Lê-lê - ô !

O ônibus estava lotado, mesmo.

Um ser que parecia ser do sexo feminino estava sentado em uma cadeira, bem na frente, próxima ao motorista. Em seu colo estava um garotinho, seu filho, moreninho da pele clara, uma lindeza de anjo, que olhava pela janela para a rua e para o que nela havia, calmo e com um olhar preguiçoso de quem acabara de mamar. O telefone que estava na bolsinha tiracolo da criança, junto a uma mamadeira quase aberta, tocou. Quem segurava a criança no colo logo avexou-se para atender. Começou então a patifaria:

- Tá onde hen, marginal ? han ? Num tem negócio de calma não !

A ligação do outro lado parecia estar falhando.

- Olha, Wallyson, tu num faz hora com a minha cara não, viu ?! Tá pensando o que da vida, vagabundo ?

Algumas palavras pareciam chamar a atenção da criança, levando-o a repeti-las.

E o filhinho dizia:

- Vagabundo, vagabundo !

- Olha, eu vou quebrar a tua cara, seu canalha ! Tu pensa que eu não te vi com elas ontem ? e num mande eu falar baixo não, seu viado !

As pessoas do ônibus já estavam aos cochichos: uns dando pitacos, outras diziam: “O lá de casa num é nem besta de fazer uma coisa dessas !”

- Eu vou comprar é uma peixeira ! Vou comprar é uma arma ! O que ? Eu não tenho coragem ? Pois eu vou contratar é um pistoleiro pra te matar !

E o filhinho repetia:

- Matar, Matar !

Levantou-se então uma onda de ‘’valha meu Deus’’ misturado com ‘’eita macho’’ que era uma coisa só. E a conversa fluía :

- Eu deveria ter feito isso foi quando eu tive chance! Mas ‘’dextá’’, que eu vou fazer é um escândalo na porta da tua empresa ! Vou logo fazer tu perder esse teu emprego, seu corno !

O motorista, como em um circo, ria às gargalhadas. Por fim soltou um : “Pega fogo, cabaré !”

- É ! Mas na hora de fazer num instante tu quis conversar né, imundo ?! Mas num tem problema não ! Por que Deus disse: Venha a nós o vosso reino! Tu me paga !
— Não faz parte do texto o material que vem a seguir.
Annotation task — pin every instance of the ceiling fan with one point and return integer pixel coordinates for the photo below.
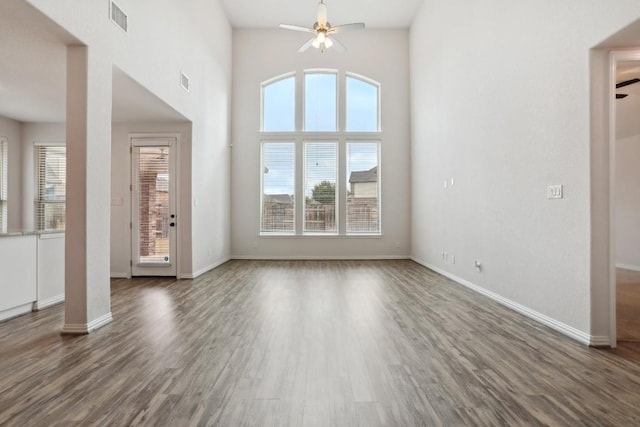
(323, 31)
(623, 84)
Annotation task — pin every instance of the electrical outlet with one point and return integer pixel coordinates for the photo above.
(554, 192)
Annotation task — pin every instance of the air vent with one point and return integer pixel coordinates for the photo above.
(118, 17)
(184, 81)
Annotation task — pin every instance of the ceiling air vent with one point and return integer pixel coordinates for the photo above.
(184, 81)
(118, 17)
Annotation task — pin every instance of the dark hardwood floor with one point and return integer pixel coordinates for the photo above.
(306, 343)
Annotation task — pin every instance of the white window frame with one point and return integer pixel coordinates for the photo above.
(335, 232)
(303, 105)
(379, 188)
(372, 82)
(300, 136)
(271, 81)
(38, 191)
(262, 166)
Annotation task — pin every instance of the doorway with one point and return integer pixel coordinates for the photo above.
(625, 204)
(153, 205)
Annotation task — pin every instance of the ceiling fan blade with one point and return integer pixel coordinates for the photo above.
(322, 14)
(307, 45)
(347, 27)
(337, 45)
(297, 28)
(626, 83)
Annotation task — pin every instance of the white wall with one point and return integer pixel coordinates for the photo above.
(164, 39)
(628, 202)
(500, 102)
(12, 130)
(263, 54)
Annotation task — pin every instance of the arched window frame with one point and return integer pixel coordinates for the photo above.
(301, 137)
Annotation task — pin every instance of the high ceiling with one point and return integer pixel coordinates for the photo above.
(33, 63)
(270, 13)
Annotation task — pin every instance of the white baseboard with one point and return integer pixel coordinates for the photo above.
(119, 275)
(85, 328)
(628, 267)
(42, 304)
(319, 257)
(204, 269)
(554, 324)
(15, 312)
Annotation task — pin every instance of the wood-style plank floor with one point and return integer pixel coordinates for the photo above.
(308, 343)
(628, 314)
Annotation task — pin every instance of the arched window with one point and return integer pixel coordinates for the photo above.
(338, 137)
(279, 104)
(362, 105)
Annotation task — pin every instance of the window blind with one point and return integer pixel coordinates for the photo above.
(363, 192)
(3, 185)
(320, 177)
(278, 187)
(51, 180)
(152, 184)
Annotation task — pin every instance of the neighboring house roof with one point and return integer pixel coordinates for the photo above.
(283, 199)
(364, 176)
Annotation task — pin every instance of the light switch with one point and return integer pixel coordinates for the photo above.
(554, 192)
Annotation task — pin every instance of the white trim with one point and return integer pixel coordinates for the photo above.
(42, 304)
(321, 257)
(15, 312)
(204, 269)
(150, 138)
(554, 324)
(120, 275)
(42, 235)
(615, 56)
(86, 328)
(628, 267)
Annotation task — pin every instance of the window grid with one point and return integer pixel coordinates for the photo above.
(320, 187)
(278, 188)
(363, 191)
(343, 130)
(51, 178)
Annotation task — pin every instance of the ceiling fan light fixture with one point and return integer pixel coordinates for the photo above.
(321, 31)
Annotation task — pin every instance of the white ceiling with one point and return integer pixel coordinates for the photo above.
(33, 60)
(271, 13)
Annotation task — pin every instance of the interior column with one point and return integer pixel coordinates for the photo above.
(87, 270)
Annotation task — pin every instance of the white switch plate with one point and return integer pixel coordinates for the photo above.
(554, 192)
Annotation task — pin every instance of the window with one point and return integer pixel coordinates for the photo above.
(321, 130)
(3, 185)
(362, 105)
(278, 105)
(320, 191)
(51, 179)
(278, 187)
(320, 106)
(363, 192)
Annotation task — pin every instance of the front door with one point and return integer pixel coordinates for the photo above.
(154, 220)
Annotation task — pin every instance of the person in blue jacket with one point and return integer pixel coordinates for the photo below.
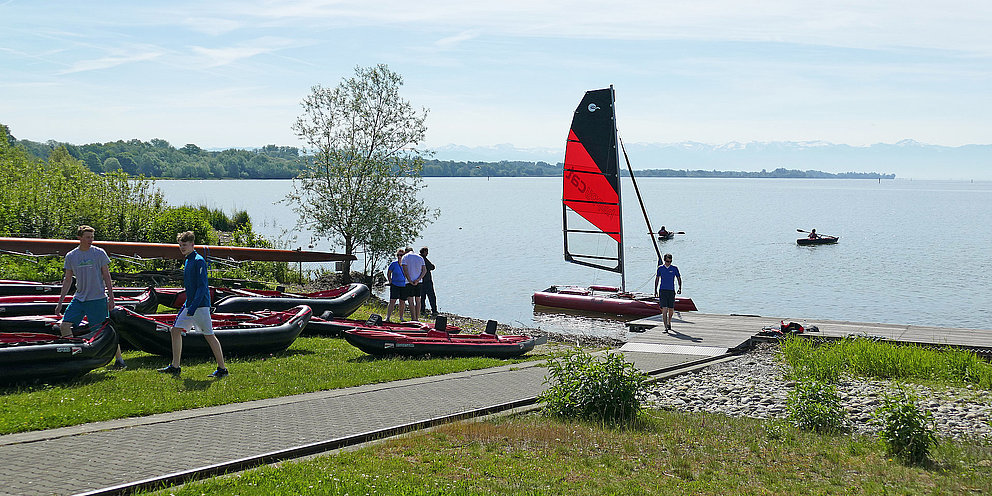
(664, 289)
(195, 312)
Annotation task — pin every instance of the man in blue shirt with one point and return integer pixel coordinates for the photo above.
(196, 310)
(664, 289)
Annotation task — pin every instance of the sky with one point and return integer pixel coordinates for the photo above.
(233, 73)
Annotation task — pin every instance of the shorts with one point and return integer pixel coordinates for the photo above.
(200, 319)
(666, 298)
(95, 311)
(397, 292)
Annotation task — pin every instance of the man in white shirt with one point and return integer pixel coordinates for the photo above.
(414, 269)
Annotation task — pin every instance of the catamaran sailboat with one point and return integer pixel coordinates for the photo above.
(591, 211)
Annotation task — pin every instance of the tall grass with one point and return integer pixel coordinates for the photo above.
(828, 361)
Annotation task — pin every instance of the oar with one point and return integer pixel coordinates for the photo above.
(818, 234)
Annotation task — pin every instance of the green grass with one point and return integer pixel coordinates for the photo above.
(310, 364)
(665, 453)
(828, 361)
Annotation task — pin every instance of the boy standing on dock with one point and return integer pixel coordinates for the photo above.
(196, 310)
(665, 291)
(94, 297)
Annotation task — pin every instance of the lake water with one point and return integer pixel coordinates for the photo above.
(911, 252)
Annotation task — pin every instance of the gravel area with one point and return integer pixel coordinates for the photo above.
(754, 386)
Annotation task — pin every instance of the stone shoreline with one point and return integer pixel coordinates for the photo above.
(753, 385)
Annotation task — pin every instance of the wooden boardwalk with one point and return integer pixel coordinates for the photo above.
(734, 332)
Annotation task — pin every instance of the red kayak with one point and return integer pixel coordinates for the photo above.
(822, 240)
(605, 299)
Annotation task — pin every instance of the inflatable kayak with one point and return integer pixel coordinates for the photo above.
(822, 240)
(239, 334)
(29, 357)
(340, 302)
(11, 306)
(440, 343)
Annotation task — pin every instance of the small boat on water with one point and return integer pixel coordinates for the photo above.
(592, 218)
(821, 240)
(11, 306)
(440, 343)
(29, 356)
(239, 334)
(605, 299)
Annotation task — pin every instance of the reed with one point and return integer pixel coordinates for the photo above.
(865, 358)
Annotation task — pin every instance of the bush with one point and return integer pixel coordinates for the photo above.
(906, 429)
(815, 406)
(608, 390)
(175, 220)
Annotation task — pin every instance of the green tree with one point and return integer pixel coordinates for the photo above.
(361, 171)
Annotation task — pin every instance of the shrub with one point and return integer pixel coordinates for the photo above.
(906, 429)
(815, 406)
(608, 390)
(175, 220)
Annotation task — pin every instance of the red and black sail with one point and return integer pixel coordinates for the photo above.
(591, 182)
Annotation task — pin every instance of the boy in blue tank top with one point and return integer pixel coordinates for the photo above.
(664, 289)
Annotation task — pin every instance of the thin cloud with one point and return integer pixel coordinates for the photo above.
(109, 62)
(216, 57)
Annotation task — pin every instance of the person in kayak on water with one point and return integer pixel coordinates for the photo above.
(664, 289)
(94, 297)
(195, 312)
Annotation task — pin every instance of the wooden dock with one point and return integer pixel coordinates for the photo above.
(709, 334)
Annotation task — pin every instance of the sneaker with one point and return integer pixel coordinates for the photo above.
(170, 370)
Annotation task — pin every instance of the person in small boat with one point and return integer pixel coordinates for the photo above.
(427, 286)
(94, 296)
(397, 285)
(664, 289)
(414, 269)
(195, 312)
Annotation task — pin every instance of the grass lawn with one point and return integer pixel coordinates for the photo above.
(310, 364)
(665, 453)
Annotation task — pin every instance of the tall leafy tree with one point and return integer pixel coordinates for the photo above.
(362, 165)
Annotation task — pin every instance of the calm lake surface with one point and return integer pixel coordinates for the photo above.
(910, 252)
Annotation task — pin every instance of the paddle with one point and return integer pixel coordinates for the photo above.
(818, 234)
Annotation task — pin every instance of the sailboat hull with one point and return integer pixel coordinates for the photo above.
(605, 302)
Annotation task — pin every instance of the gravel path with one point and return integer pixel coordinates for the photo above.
(754, 386)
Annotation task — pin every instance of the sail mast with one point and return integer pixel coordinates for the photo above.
(639, 199)
(616, 151)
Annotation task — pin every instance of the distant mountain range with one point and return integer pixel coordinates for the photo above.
(906, 159)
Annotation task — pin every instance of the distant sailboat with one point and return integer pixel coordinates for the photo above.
(591, 190)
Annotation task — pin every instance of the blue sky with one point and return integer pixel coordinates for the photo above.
(226, 74)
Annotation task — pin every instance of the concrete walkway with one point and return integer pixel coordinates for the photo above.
(191, 443)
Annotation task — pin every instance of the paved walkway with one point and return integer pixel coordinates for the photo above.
(107, 454)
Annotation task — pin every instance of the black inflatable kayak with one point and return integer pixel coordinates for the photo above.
(31, 357)
(239, 334)
(439, 343)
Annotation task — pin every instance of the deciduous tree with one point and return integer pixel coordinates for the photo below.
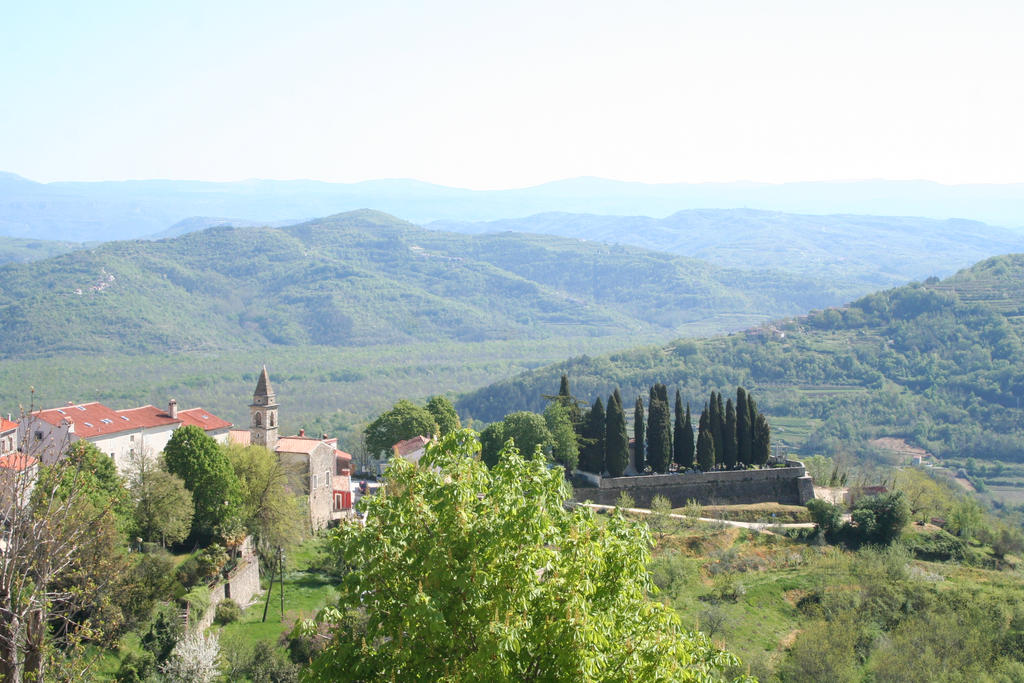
(473, 574)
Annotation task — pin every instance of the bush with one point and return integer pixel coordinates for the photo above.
(136, 668)
(198, 600)
(228, 611)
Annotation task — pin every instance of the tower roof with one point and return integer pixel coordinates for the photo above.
(263, 387)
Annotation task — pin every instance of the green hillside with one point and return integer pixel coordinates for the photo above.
(368, 279)
(938, 364)
(349, 312)
(856, 252)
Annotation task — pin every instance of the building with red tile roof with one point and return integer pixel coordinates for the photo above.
(119, 433)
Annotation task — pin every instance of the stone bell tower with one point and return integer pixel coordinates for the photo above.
(263, 414)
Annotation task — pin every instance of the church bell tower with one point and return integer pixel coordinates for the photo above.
(263, 414)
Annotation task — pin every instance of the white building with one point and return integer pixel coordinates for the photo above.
(117, 433)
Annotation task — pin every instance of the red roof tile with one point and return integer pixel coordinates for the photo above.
(16, 462)
(203, 418)
(410, 445)
(97, 420)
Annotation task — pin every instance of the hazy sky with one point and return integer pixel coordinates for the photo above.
(500, 94)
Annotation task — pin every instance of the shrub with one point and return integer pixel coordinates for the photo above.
(136, 668)
(227, 611)
(198, 600)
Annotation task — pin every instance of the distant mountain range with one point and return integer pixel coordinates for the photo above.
(875, 251)
(135, 209)
(937, 364)
(366, 279)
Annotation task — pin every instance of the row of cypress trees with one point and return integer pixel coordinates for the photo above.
(728, 436)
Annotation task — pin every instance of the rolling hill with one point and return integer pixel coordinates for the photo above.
(367, 279)
(350, 312)
(939, 364)
(871, 251)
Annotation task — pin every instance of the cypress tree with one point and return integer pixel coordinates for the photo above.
(706, 442)
(658, 430)
(617, 442)
(592, 453)
(638, 436)
(762, 440)
(678, 446)
(729, 436)
(688, 439)
(742, 427)
(715, 423)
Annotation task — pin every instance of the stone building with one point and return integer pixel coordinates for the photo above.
(316, 468)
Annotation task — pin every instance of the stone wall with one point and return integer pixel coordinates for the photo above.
(788, 485)
(241, 585)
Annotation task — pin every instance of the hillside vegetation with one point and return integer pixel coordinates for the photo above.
(857, 253)
(937, 364)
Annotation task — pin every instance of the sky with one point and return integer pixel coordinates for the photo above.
(508, 94)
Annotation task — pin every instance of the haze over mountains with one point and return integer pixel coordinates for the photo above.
(118, 210)
(366, 278)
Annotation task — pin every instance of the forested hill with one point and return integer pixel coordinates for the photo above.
(940, 364)
(369, 279)
(873, 251)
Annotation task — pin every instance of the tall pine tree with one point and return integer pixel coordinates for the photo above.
(658, 429)
(639, 436)
(678, 444)
(616, 455)
(743, 428)
(592, 452)
(688, 439)
(729, 436)
(706, 442)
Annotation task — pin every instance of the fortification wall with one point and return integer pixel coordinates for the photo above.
(788, 485)
(241, 585)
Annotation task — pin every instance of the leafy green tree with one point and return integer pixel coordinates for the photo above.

Nessa hora o ônibus passava enfrente a uma igrejinha, todos aproveitaram para se benzer.

E a conversa em frente:

- Quero é ver se daqui pro final do mês tu num desce à cova ! ‘’Dextá’’, imundiça, que esses tapas que tu me deu num vão cair no chão não ! Nem que eu vá presa, mas tu me paga, seu felá da p .... !

E o filhinho repetia:

- Feá tuta ! Feá tuta !

Desligou.

Pude então ver resquícios de lágrimas nos olhos daquele ser, e acho mesmo que nessa hora os passageiros que ali estavam sentiram pena dela. O filhinho, tão ingênuo e pueril, olhou para a mãe e perguntou:

- Quem ela, mamãe ?

Ela apenas olhou para o garotinho ali no seu colo, forçou meio sorriso no rosto e disse com uma vozinha falsa de criança :

- Mandou um bezu e um ablaço, era o papai !

O ônibus parou no sinal. Do lado direito da rua, via-se uma agência de turismo. Um outdoor enorme anunciava:

“ Pacotes de viagens com preços incríveis ! Venha conhecer o brasil você também.”